Entries from February 2011 ↓

The Team Is Not Right

We have problems with our staff. We’ve lowered our standards, accepted mediocrity. If a person doesn’t want to do something, we don’t deal with it. I can’t just throw more people at the problem, or I’ll go broke. How do I fix this?

At least you recognize there’s a problem. Start looking from the top down. Are there performance standards? Do special players get special treatment? Who is responsible for what, and are they doing their jobs?

Most companies have been looking at ways to cut costs, and by now they’ve pulled down all the low hanging fruit. Getting further improvement will come from increasing staff performance by having the right people, properly trained and supervised, doing specific jobs. Overlooking problems has to be a thing of the past.

Make sure managers know that they are responsible for enforcing rules, work ethic and quality. Meet with supervisors regularly to quiz them on what’s happening. Find out specifically what they’re doing to make improvements.

Resist the temptation to step in and take over. If you step in, you get busier and the people you step over learn to let you do their work. If you’re tempted to step in, it’s probably because someone isn’t doing his or her job. Deal with the core problem. Get that person to step up, or move out – and line up someone else to move in.

Set up ways to supervise performance. Spot check work. Work side-by-side with people. Find out who’s trying, and who’s making excuses.

Start with the daily tone. When people clock in for work, expect to have their full attention. Personal calls are limited to breaks. Tell people to arrive on time by being 5 minutes early. Spend time at the end of the day wrapping things up, rather than leaving problems and open issues for the next day.

When you see performance problems, address them immediately, swiftly. Tell the person who’s having the problem what’s expected. If you think they’re capable of learning, get them a teacher. If not, ask them to step down into a less stressful job or show them the door.

Many managers hesitate to ask people to leave the company. They worry about the human side, that people won’t be able to find another job in this economy. The flip side is that if someone isn’t doing their job properly, that could end up jeopardizing the entire company, and then everyone will be out of work.

Employees and supervisors must actively communicate and coordinate. Use technology to report on what’s done, and to assess profitability. Set up a schedule of meetings to insure people take time to get together. Look at systems available in your industry that can help your company share information and report on productivity, cost and quality.

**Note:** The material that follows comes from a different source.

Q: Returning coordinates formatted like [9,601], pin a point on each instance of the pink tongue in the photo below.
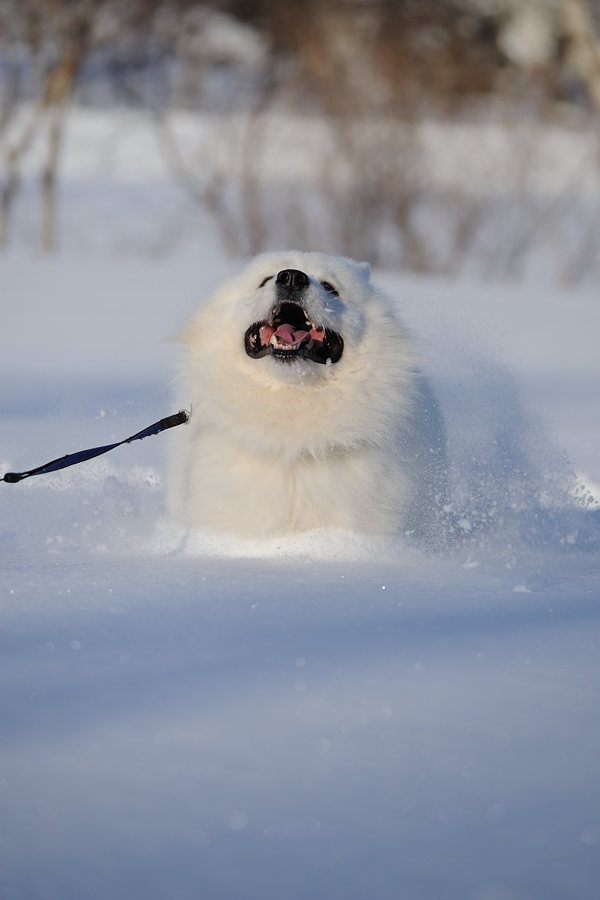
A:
[287,334]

As the owner, you’re a role model for everyone. Show people how to improve. Demand and give respect. Be clear what it is that you want. Be a teacher and a leader.

If you get frustrated, take a break. Step away before you do more harm than good. Avoid bullying people. Ask people to be responsible. Focus attention and rewards on those people who can meet your standards. If no one is meeting your standards, reconsider what you’re asking of everyone.

Managing personnel in a quality driven environment, takes time to build up. It won’t happen overnight. Stay on top of the details, be consistent, put your demands in writing for everyone to see. Make sure you have a no-exceptions environment, where everyone is held to the same standard.

Finally, keep in mind that now is a good time to look for new hires. Something like 85% of employees plan to seek a different job as the economy turns up. Someone’s need for change may turn into your next great employee. Put feelers out, interview constantly, and when you find someone great, consider where they might fit in your organization.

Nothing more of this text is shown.